Does the number of accidents vary according to the season of the year?
In the first dynamic table we created, we already saw the answer to this question. The number of incidents has gradually increased from January 30 to the maximum of 58, registered in June. It is logical that as the weather conditions improve, the number of incidents increases, since the good weather encourages more people to use the service.
We have left one question unanswered. A question that may be the most important, since it can help prevent accidents.
Can we detect any “black spots”? Is there a street where there are more accidents?

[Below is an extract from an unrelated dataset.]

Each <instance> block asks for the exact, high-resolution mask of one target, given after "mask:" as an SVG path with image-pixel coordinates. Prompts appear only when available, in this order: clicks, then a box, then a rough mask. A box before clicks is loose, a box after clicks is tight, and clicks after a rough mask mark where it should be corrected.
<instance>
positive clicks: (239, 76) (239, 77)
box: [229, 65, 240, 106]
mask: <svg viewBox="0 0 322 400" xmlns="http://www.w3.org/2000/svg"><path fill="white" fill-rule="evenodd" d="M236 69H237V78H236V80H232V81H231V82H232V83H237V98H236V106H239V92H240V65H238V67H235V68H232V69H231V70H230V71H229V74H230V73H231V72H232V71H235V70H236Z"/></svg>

To answer this question, we will go back to the initial table “Bicycle Accident List”. Next to the column “Address” we will insert a new row with a function that tells us how many times a value is repeated in a column. The formula we will use is “COUNTIF.SI”:
= COUNTIF ([Place]; [@ Place])
Then, in the result column, we can filter through those streets with a greater number of occurrences. If we observe the greatest frequency of occurrence, “11”, we see that it corresponds to Calle Alcalá. However, when checking the column Number, we see that there are no coincidences, therefore it does not show any specific point of greater danger.
The same happens if we filter by occurrence numbers “6” and “5”. We find the streets Bravo Murillo and Paseo de la Castellana, which, after Calle Alcalá, are the second and third longest streets in Madrid.
|Figure 23: Incidents occurred on Calle Alcalá.|
It will be necessary to carefully follow the incidents that are recorded in biciMAD to be able to draw conclusions about this data, which may result in the improvement of the service. Today, the data collected does not indicate any specific black point in which there is a higher concentration of accidents. However, it would be advisable to investigate the points denounced by the users themselves, since, although incidents have not yet been recorded in those points, they may end up happening in the future.